Carpetright has recorded a pre-tax loss and declining sales at the interim mark as restructuring costs bite.
The specialist retailer recorded an underlying pre-tax loss of £12.4m in the 26 weeks to October 27 from a profit of £1.2m during the same period the previous year.
Overall revenue slid 15.7% year-on-year to £191.1m while UK like-for-likes dropped 12.7%.
Carpetright attributed its decline in UK sales to “challenges around stock availability, negative sentiment associated with the restructuring process and weak consumer demand”, and noted that its first-quarter like for likes were down 16.8% while in the second quarter this decline nearly halved to 8.9%.
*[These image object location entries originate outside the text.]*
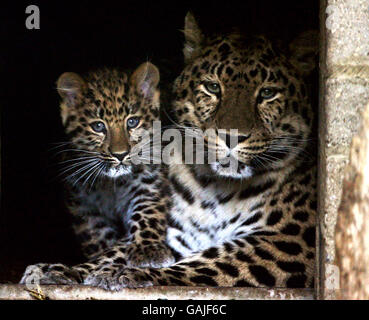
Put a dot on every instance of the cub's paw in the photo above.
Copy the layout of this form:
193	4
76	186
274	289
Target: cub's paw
43	273
127	278
155	255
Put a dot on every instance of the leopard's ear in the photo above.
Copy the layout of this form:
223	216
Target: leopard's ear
146	79
304	51
193	38
71	87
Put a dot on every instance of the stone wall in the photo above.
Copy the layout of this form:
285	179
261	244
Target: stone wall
344	91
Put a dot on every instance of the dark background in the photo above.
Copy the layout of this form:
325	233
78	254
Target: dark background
79	36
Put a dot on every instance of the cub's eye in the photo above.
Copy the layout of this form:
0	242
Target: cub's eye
268	93
212	87
98	126
133	122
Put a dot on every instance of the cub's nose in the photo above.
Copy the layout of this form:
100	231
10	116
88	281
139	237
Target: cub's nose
120	156
228	138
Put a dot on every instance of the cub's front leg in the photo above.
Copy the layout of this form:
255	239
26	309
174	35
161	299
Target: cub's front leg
250	262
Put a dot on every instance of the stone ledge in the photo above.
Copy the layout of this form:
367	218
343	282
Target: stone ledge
54	292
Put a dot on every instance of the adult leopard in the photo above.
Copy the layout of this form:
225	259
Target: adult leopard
249	226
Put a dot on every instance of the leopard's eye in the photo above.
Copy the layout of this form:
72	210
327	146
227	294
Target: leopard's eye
267	93
133	122
98	126
212	87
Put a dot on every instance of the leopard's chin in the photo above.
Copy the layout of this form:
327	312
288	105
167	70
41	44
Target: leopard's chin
232	168
118	171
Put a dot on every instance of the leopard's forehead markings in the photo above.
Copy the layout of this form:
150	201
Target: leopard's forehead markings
236	57
107	95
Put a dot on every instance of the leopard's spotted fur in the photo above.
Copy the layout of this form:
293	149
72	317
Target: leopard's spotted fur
250	227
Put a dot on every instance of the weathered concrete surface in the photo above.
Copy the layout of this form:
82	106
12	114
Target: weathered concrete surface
19	292
344	91
352	231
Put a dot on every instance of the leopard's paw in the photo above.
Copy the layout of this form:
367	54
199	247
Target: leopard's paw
155	255
43	273
127	278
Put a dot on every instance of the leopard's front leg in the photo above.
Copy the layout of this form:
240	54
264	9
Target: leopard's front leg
147	228
251	261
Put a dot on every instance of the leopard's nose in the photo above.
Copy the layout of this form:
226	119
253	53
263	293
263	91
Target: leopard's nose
120	156
227	138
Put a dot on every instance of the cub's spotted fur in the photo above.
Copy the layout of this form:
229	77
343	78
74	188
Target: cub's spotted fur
104	115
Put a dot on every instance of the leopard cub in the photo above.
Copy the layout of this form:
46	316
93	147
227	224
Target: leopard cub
105	115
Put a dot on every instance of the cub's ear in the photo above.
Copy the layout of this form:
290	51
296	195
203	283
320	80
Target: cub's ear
193	38
146	79
304	50
71	87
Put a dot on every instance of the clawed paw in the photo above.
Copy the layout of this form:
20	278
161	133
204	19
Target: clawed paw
43	273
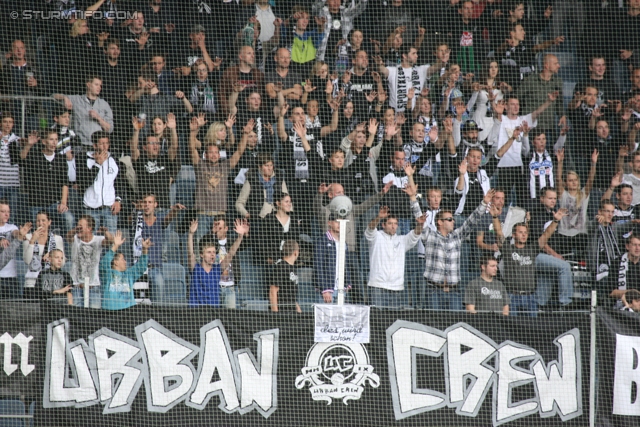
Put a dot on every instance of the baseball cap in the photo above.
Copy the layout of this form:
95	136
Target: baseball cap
197	29
470	125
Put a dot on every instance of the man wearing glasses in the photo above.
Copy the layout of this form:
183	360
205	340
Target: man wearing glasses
442	256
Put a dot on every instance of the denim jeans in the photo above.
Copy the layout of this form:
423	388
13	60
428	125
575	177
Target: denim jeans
437	299
95	297
549	270
384	298
228	296
103	217
64	222
523	304
12	195
159	293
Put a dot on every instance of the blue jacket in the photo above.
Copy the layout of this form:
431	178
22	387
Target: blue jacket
205	287
117	286
326	254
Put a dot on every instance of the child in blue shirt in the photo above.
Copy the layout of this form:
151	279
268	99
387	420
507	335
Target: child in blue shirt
205	275
116	280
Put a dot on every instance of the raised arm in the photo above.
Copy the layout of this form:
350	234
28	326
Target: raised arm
552	97
592	173
233	161
194	127
543	241
559	169
135	137
242	228
191	257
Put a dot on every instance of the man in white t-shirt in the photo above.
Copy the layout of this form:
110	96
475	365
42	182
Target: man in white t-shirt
633	178
510	166
8	275
404	78
86	249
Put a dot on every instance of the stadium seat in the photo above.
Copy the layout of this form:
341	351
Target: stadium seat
12	407
175	283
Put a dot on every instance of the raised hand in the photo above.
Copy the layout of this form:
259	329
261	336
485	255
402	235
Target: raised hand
238	87
241	227
433	133
617	179
373	126
118	240
249	126
231	120
489	196
409	169
383	212
410	189
300	129
171	121
560	213
371	96
462	168
308	87
193	228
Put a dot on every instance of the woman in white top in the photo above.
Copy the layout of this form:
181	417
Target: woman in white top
486	90
572	231
35	252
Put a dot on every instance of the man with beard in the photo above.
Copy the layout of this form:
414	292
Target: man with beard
86	248
360	82
244	74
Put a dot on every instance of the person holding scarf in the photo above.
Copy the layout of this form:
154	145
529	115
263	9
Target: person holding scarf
603	247
403	78
35	252
628	266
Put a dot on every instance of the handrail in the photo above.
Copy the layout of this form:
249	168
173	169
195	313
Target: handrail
23	99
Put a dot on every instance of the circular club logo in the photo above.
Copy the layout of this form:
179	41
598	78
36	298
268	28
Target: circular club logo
337	371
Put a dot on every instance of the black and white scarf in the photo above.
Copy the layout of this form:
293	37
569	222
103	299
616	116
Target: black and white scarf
607	244
202	97
622	272
401	97
35	266
137	237
540	172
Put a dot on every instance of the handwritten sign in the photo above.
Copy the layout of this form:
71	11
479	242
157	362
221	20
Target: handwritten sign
341	323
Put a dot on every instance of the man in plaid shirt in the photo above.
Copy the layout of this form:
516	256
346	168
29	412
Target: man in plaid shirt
442	256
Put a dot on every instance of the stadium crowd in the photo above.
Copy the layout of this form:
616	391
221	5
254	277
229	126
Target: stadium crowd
216	135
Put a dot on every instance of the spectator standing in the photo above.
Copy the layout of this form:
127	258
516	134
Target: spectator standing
100	181
283	283
387	258
90	113
116	280
486	293
205	275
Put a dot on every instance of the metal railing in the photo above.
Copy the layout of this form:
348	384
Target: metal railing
23	106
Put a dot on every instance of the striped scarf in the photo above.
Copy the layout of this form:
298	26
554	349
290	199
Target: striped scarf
401	98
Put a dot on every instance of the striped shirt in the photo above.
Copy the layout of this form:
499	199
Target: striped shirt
9	175
442	253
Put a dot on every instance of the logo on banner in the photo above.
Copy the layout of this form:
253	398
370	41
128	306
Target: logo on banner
337	371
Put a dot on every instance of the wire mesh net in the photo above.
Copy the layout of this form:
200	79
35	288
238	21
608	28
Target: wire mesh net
448	163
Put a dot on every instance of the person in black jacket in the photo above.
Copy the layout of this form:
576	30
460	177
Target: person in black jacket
256	198
45	178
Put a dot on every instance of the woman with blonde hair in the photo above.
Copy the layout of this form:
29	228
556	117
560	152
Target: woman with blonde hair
217	134
572	230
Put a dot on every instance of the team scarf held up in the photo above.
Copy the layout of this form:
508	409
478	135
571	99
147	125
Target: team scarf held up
401	98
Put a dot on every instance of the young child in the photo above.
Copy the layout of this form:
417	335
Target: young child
54	282
116	280
205	275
The specialist retailer’s like for likes across Europe edged up 0.5% during the period.
The retailer, which closed UK 65 stores during the period after winning approval for its CVA, is on track to deliver £19m in annualised cost savings during the year.
Carpetright also reduced its average store lease length to 3.5 years during the period, with approximately half of its store providing the option to break the lease within two years.
Chief executive Wilf Walsh said: “This is a transitional year for Carpetright as we work through our restructuring plan.
“We remain on schedule and are confident that this activity is already starting to yield benefits. This is the first stage in returning the group to sustainable long-term profitability.”